« C’est le genre de dossier qui laisse une empreinte au fond du coeur jusqu’à la fin de ses jours”, lâcha un jour le juge d’instruction Georges Domergue.
A l’heure des grands départs en vacances vers Orléans et Blois, le mardi 11 août 1987 à 15h10, deux employés de l’entreprise Cofiroute, missionnés pour tailler les herbes sauvages le long de l’autoroute A10, découvrent dans un fossé un paquet, derrière la glissière de sécurité, sur le territoire de la commune de Suèvres (Loir-et-Cher). Il s’agit du corps d’une petite fille, âgée entre 3 et 5 ans, dissimulée sous une couverture bleue, tachetée de sang. Les gendarmes, la section de recherche (SR) d’Orléans et enfin, le substitut du procureur du Tribunal judiciaire (ancien Tribunal de grande instance) de Blois, Pierre Bouyssic, sont appelés en renfort. Ils remarquent que le petit corps sans vie est couvert d’ecchymoses, de cicatrices dues à des morsures humaines, sans doute d’une femme, et de brûlures dues à un fer à repasser.

Avant l’ADN : une identification impossible
Il est important de rappeler qu’à la fin des années 1980, l’ADN n’en est encore qu’à ses balbutiements. Aucune base de données génétiques n’existe en France, et les techniques d’identification restent limitées : on utilisait essentiellement les empreintes digitales – avec la création en 1987 du fichier automatisé des empreintes digitales (FAED) – ou plus exceptionnellement l’odontologie judiciaire.
Ainsi, à cette époque, les identifications ne peuvent se reposer que sur les informations recueillies par les gendarmes, et les éventuels témoins.
Dès lors, l’autopsie révèle que la petite victime mesure 95 centimètres, pèse 20 kilogrammes et a les cheveux courts et bouclés, de type maghrébin, originaire d’Afrique du Nord.
« La petite est morte non pas à cause d’un acte mais d’un état d’épuisement total.
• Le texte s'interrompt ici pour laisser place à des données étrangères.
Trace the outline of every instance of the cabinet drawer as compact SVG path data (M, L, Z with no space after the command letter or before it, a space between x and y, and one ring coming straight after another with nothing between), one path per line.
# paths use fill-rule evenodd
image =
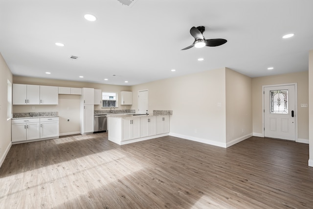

Ses souffrances sont multiples : morsures, prélèvements de chair cicatrisés, hémorragies, fractures anciennes et traces de fer à repasser. C’est une martyre”, raconte le juge d’instruction de l’époque.
L’enquête préliminaire dure un an, et est gérée en direct par Pierre Bouyssic, substitut du procureur. En 1988, avant de quitter ses fonctions, ce dernier ouvre une information judiciaire. C’est le juge Georges Domergue qui prend le relais. Avec les enquêteurs de la section de recherche de la gendarmerie de Blois, il lance un certain nombreuses d’opérations d’investigation :
- 65.000 écoles maternelles de tout le pays sont visitées par les gendarmes à la demande de l’unité d’enquête en charge de l’affaire.
- 6.000 médecins, assistantes sociales et juges pour enfants sont contactés.
- Un appel à témoins avec la photographie du visage de la fillette, et des marques de sévices, est diffusé dans les journaux d’Algérie, du Maroc et de Tunisie, ainsi que dans la communauté des gens du voyage.
- Un numéro de téléphone est mis en ligne et est dédié à l’affaire
- Un croquis du visage de l’enfant est diffusé dans toute la France, en plus de 100.000 exemplaires

Un seul témoin crédible est répertorié, Michel Hamel, inspecteur commercial. Le 11 août 1987, il circule sur l’A10 et remarque en sens inverse, près d’un véhicule blanc arrêté sur la bande d’arrêt d’urgence, un homme vêtu d’un “pantalon foncé”, d’une “chemise claire”, grand et brun. Il aurait fait le tour du véhicule avec “quelque chose” dans ses bras qui semblait lourd.
“Mon regard était attiré par une voiture avec un homme qui, au premier abord me semblait faire ses besoins. J’ai trouvé cela assez surprenant sur la bande d’arrêt d’urgence. En arrivant plus près, j’ai constaté que ce n’était pas le cas, que cette personne semblait porter quelque chose”.
Malgré des recherches conduites pour retrouver le véhicule correspondant à ce signalement, il est impossible d’identifier l’individu.
- Des signalements sont effectués dans tous les hôpitaux de France : le juge d’instruction cherche une patiente souffrant d’un déséquilibre psychique, matérialisé par des morsures humaines. Mais le secret médical lui est opposé
Pendant ce temps, à Suèvres, village agricole d’environ 1.500 habitants, le corps de la petite disparue est inhumé dans le cimetière du village en date du 9 septembre 1987. Une vingtaine de personnes suivent son cercueil de pin blanc, mais pas un membre de sa famille n’est présent. Les mots prononcés par l’abbé Vannier pendant l’homélie résonnent encore à ce jour : “Cette petite sera notre petite soeur”.
Sur sa tombe anonyme sont gravés les mots suivants : “A la mémoire de la petite inconnue de l’autoroute A10”. A l’issue des funérailles, la gendarmerie met sur écoute le cimetière, mais cette initiative ne se révèle pas fructueuse.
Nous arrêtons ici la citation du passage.